The influence of experience of operators especially on the contact technique was emphasised by Kittahaweesin28 who found that the reproducibility of both techniques was similar when performed by an experienced measurer, whereas, the less experienced measurer had greater reproducibility with the immersion technique and suggested that the immersion technique should be considered, particularly for less-experienced operators.28

The better repeatability with the immersion technique maybe due to the fact that the immersion technique is less dependent on patients' cooperation compared to the contact method. The globe is stabilized with the sclera shell preventing globe motility. Some other comparative studies of ultrasound biometry techniques indicate that the contact technique is equivalent to the immersion technique but only when the operator is experienced.27, 28

The good repeatability of the immersion technique is of advantage in a training institution like ours where there are different personnel with varying levels of expertise performing biometry on patients. It eliminates the problem of having to depend on one particular biometry technician as all measurements will be within hundredths of a millimetre of each other.

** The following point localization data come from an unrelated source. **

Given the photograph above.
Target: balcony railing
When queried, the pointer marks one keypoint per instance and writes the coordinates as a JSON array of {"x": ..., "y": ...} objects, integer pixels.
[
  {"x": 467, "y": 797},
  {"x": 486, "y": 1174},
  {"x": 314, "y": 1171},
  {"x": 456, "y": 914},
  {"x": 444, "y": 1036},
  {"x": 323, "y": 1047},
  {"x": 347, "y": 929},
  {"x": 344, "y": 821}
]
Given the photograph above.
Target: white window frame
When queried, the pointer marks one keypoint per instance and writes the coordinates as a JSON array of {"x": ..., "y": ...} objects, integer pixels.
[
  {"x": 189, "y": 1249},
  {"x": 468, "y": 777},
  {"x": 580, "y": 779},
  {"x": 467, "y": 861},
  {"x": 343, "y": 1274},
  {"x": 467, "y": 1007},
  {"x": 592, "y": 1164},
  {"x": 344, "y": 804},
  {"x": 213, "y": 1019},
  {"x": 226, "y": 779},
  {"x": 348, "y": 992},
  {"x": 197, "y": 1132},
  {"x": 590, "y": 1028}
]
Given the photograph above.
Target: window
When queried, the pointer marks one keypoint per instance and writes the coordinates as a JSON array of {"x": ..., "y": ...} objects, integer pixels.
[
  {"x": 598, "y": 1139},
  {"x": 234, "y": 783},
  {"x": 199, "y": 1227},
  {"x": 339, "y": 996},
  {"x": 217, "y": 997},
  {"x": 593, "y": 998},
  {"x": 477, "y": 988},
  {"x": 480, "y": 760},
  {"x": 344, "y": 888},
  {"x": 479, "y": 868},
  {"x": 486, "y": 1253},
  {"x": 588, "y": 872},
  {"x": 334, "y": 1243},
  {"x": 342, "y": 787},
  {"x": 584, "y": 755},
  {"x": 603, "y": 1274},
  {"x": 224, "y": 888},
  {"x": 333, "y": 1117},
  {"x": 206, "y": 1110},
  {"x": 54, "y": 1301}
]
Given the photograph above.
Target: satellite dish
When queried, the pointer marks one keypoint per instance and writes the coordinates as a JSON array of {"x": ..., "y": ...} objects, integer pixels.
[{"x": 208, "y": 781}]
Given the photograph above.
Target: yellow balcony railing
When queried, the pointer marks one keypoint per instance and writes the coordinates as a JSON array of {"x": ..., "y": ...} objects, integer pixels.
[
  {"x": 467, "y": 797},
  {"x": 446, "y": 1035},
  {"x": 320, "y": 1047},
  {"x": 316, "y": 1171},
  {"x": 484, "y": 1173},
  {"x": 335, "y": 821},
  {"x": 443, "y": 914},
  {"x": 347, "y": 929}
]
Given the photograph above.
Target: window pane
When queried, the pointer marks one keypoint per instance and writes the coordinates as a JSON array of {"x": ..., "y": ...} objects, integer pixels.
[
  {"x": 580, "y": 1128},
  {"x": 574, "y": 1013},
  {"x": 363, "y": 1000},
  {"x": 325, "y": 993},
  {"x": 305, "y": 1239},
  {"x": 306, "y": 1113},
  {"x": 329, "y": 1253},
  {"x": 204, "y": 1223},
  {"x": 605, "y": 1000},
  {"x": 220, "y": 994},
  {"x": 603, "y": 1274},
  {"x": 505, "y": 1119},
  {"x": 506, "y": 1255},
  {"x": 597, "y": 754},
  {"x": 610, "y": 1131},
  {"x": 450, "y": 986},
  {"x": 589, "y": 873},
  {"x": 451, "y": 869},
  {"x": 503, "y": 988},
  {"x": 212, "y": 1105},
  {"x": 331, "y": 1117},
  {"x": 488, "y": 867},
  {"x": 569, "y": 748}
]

In conclusion, there was a significant difference in ocular biometry measurement with the contact and immersion ultrasound techniques. The immersion technique had better repeatability, thus it is ideal in a training (teaching) hospital setting in a typical developing country in sub-Saharan Africa who have limited resources to employ a dedicated person to do biometry; and where the different operators of A-scan machines have different levels of experience and expertise. Further study to correlate the visual outcome with the biometry measurement is suggested.

Conflict of interest

The authors do not have any conflict of interest to declare.

Footnotes

Peer review under responsibility of the Iranian Society of Ophthalmology.